Nun ist es fix: Das umstrittene Staatsschutzgesetz wird nicht mehr vor der Sommerpause beschlossen. Die vielen kritischen Stellungnahmen und Protestaktionen haben Wirkung gezeigt. Die mehr als 9.100 Unterzeichnerinnen und Unterzeichner der Petition auf www.staatsschutz.at und die Demonstrierenden in Wien, Innsbruck und Linz können dies als einen ersten Erfolg verbuchen. Zwar wurden in der aktuellen Version des Gesetzes (Minsterratsbeschluss vom 30. Juni 2015), einige kleinere Reparaturen gemacht, die grundsätzlichen Bedenken des AK Vorrat sind damit aber nicht ausgeräumt. Die fünf Forderungen der Petition sind nach wie vor nicht erfüllt. AKVorrat wird weiter gegen das Gesetz mobilisieren, die Protestaktionen in drei Bundesländern waren erst der Anfang.

Bundeskanzler Faymann hat vergangene Woche nach dem Ministerrat betont, dass das Staatsschutzgesetz ohne Streit beschlossen wurde und wollte dafür gelobt werden. Von unserer Seite gibt es kein Lob für die Tatsache, dass die Bundesregierung Argumente und Protest der Zivilgesellschaft ignoriert", so Thomas Lohninger, Geschäftsführer des AKVorrat. "Besorgte Bürgerinnen und Bürger haben daher bei Aktionen in Wien, Linz und Innsbruck lautstark auf sich aufmerksam gemacht und so zumindest bewirken können, dass das Gesetz nicht wie ursprünglich geplant im Eilverfahren vor der Sommerpause beschlossen wird", so Lohninger weiter.

Zehn neue Geheimdienste
Innenministerin Johanna Mikl-Leitner wird nicht müde, das Überwachungsgesetz in einem positiven Licht darzustellen.

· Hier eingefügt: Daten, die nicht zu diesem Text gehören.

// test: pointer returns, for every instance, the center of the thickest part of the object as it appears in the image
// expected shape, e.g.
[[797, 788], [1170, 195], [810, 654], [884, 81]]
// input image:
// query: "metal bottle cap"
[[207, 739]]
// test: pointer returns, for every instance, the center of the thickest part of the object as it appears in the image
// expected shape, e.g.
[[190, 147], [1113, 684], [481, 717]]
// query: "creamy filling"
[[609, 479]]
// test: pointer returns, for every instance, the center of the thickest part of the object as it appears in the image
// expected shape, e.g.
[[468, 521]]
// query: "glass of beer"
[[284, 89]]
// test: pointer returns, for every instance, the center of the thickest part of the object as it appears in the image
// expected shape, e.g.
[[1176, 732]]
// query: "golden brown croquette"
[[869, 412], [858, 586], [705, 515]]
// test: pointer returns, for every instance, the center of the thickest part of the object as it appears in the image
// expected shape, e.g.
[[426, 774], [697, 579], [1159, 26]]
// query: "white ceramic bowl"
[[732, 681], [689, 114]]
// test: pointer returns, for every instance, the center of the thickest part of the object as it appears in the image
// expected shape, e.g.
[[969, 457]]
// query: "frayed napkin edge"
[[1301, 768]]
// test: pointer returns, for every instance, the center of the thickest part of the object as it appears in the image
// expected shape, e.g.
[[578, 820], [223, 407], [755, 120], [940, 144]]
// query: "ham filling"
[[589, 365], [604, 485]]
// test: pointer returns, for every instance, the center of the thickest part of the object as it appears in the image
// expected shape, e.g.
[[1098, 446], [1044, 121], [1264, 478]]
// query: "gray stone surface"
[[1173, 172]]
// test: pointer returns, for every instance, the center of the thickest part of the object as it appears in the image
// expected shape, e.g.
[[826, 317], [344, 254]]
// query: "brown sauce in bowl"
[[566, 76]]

Obwohl die darin enthaltenen Regelungen der intransparenten Arbeitsweise von Geheimdiensten entsprechen, stellt die Ministerin das als "ganz normale Polizeiarbeit" dar. Behörden können Überwachungsinstrumente gegen unbescholtene Menschen einsetzen, bevor noch eine Straftat begangen wurde oder ein dringender Tatverdacht besteht. Die Daten sollen in einer "Gefährderdatenbank" lange gespeichert und sogar an ausländische Geheimdienste weitergegeben werden können. Ermittler können sich Zugang zu Redaktionen von Medien verschaffen und diese können nicht einmal gegen die Verletzung des Redaktionsgeheimnisses klagen. 

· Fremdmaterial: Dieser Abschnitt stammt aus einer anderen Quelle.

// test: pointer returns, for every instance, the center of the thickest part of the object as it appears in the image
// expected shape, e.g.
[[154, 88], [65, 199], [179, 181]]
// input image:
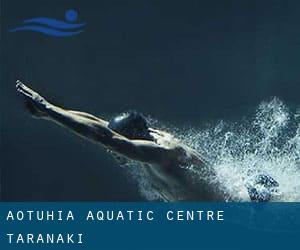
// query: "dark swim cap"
[[132, 125]]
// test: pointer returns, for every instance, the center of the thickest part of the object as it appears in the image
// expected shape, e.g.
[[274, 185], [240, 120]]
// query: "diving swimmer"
[[129, 136]]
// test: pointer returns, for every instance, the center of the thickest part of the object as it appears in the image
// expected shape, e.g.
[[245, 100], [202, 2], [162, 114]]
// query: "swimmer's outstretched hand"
[[35, 103]]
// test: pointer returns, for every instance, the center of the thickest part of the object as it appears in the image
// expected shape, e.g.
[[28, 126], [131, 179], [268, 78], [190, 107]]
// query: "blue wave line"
[[47, 31], [53, 23]]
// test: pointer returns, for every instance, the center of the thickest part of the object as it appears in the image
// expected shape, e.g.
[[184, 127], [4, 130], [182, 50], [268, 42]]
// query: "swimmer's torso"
[[178, 180]]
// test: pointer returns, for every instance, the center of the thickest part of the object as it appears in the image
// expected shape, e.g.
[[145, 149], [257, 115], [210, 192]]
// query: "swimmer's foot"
[[34, 103]]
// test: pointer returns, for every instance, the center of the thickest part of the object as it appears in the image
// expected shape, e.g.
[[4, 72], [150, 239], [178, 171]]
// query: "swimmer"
[[129, 136]]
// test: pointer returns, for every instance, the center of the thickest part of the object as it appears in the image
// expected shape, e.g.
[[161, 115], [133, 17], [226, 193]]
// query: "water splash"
[[267, 142]]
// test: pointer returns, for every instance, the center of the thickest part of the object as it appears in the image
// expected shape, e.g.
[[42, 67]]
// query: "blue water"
[[268, 141]]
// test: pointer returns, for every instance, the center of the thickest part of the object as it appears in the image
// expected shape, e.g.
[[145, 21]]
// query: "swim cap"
[[132, 125]]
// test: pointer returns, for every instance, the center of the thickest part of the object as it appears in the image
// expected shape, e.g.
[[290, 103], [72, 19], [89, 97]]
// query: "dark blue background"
[[245, 226], [183, 62]]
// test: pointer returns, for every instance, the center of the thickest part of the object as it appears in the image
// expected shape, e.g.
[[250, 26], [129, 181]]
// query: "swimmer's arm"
[[97, 130], [81, 123]]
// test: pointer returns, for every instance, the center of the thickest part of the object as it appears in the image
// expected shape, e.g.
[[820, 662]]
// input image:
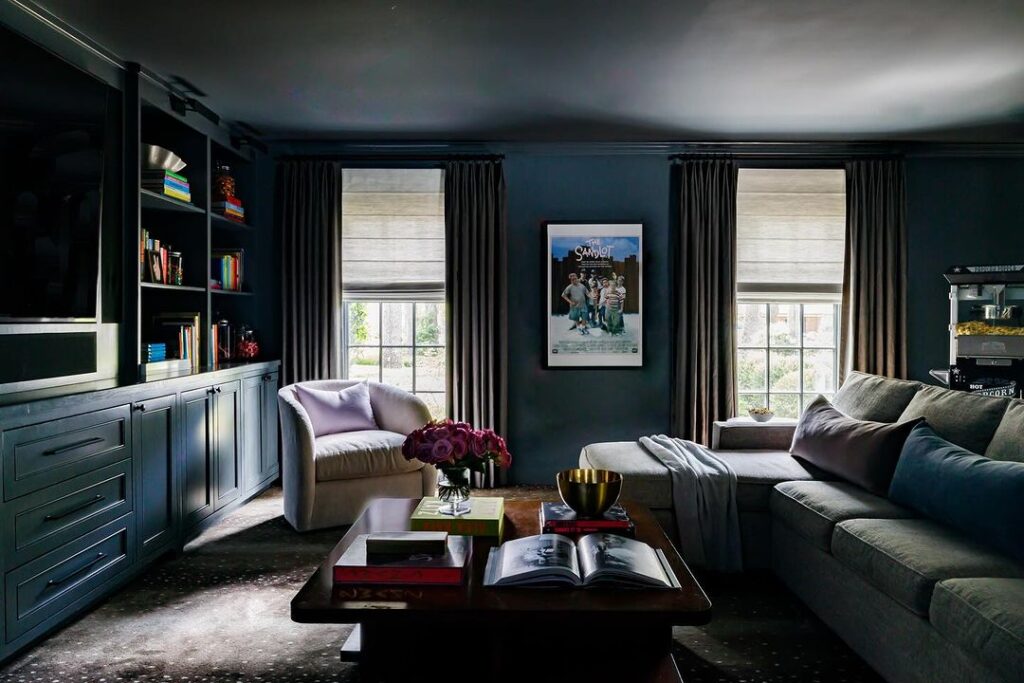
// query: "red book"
[[449, 569]]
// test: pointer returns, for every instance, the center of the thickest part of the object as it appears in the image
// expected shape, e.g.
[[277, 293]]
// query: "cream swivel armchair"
[[329, 479]]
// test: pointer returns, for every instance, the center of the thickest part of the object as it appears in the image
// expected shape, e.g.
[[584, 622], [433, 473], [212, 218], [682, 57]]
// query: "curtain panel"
[[475, 237], [705, 266], [873, 333], [309, 197]]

Neben diesen weitreichenden Befugnissen, die überschießend in Grundrechte eingreifen, ist auch noch mangelhafter Rechtsschutz vorgesehen. "Während man beim eben beschlossenen Bankgeheimnis verstanden hat, dass ein ministeriums-interner Rechtsschutzbeauftragter alleine nicht ausreicht und sich letztlich doch auf richterliche Kontrolle verständigt hat, soll im Bereich des Staatsschutzes – wo es um noch sensiblere Inhalte geht – ein Rechtsschutzbeauftragter genügen", so Christof Tschohl, Obmann des AKVorrat.

AKVorrat rät: Intensives Nachdenken über den Sommer
Der AK Vorrat setzt sich für eine evidenzbasierte Sicherheitspolitik ein und arbeitet an  einem Handlungskatalog zur Evaluierung der Anti-Terror-Gesetze (HEAT). Erste Ergebnisse liegen bereits vor. Der Verein rät der Bundesregierung, sich über den Sommer intensiv damit auseinanderzusetzen und den Gesetzesentwurf so zu ändern, dass behördliche Befugnisse in Einklang mit allgemein anerkannten Grund- und Menschenrechten stehen. In den nächsten Wochen und Monaten werden dank der Unterstützung zahlreicher zivilgesellschaftlicher Initiativen viele weitere Unterschriften für die Petition auf www.staatsschutz.at dazukommen. Die Bundesregierung darf diese Bedenken nicht ignorieren.